Clellan W. Fisher (October 14, 1861 – August 8, 1932) was an American architect. He began practice in Burlington, Vermont, in the late nineteenth century before relocating to Worcester, Massachusetts, in 1891 to join the practice of established architect Stephen C. Earle. After 1903 he practiced independently in Worcester until his retirement in 1928.

==Life and career==
Clellan Waldo Fisher was born October 14, 1861, in Barre, Vermont, to Alfred B. Fisher, a carpenter, and Ursula Fisher, née Holmes. Over the next two decades, Alfred Fisher obtained success as a contractor and was the builder of prominent buildings such as The Pavilion (1876, demolished) in Montpelier. A. B. Fisher drew the plans for many of the buildings he built and by 1881 was confident enough to open an office as an architect in Burlington, where the family had moved in 1878. His works in Burlington included the Howard Mortuary Chapel (1882, NRHP-listed) at Lakeview Cemetery. Clellan Fisher was educated at Barre Academy and the University of Vermont, graduating in 1884. At the University of Vermont Fisher was a member of the Phi Delta Theta fraternity and was the lyricist of "Champlain," the former College Song.
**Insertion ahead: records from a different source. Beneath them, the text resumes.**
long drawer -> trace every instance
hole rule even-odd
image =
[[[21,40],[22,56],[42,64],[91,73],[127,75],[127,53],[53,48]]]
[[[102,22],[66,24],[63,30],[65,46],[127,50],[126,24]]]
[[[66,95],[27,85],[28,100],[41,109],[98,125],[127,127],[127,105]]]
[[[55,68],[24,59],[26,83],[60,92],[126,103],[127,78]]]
By April 1884, Fisher had joined his father's businesses as a junior partner. A. B. Fisher had formally divided his architecture and contracting businesses, and operated as A. B. Fisher & Company, contractors and builders, and A. B. Fisher & Son, architects. Together the Fishers designed the Barre Opera House (1885, burned 1898) and the former Ethan Allen Engine Company No. 4 (1887, NRHP-listed) in Burlington. In March 1887 Fisher relocated to Albany, New York, to join architects Fuller & Wheeler. Shortly thereafter that firm was hired to design the new Burlington YMCA (1889, demolished). Fisher returned to Burlington in December 1888 and began practice for himself. His independent works in Burlington include the Weller Block (1889) on Church Street and the Burlington Trust Company Building (1891) on College Street.

In 1891 Fisher moved to Worcester, Massachusetts, where he joined the firm of established architect Stephen C. Earle as a partner. They worked together under the name Earle & Fisher until they dissolved their partnership in 1903. Their most prominent works were the Union Congregational Church (1897, NRHP-listed), modeled on Notre-Dame de Paris, and the original building of the Worcester Art Museum (1898), now mostly hidden by later additions. From 1903 until his retirement in 1928 Fisher practiced independently. His independent works included the IOOF Building (1906, NRHP-listed) and the first of the many additions to the Worcester Art Museum (1921). He retired from practice in 1928.

==Personal life and death==
In 1884 Fisher was married to Mae Bickford of Barre. They had two children, both daughters. In 1930 Fisher and his wife moved to Santa Barbara, California. In 1932 they returned east, intending to spend the summer with friends in rural Danville, Vermont. He soon became ill and died August 8 at the age of 70.

In 1894 Fisher joined the American Institute of Architects (AIA) as a Fellow.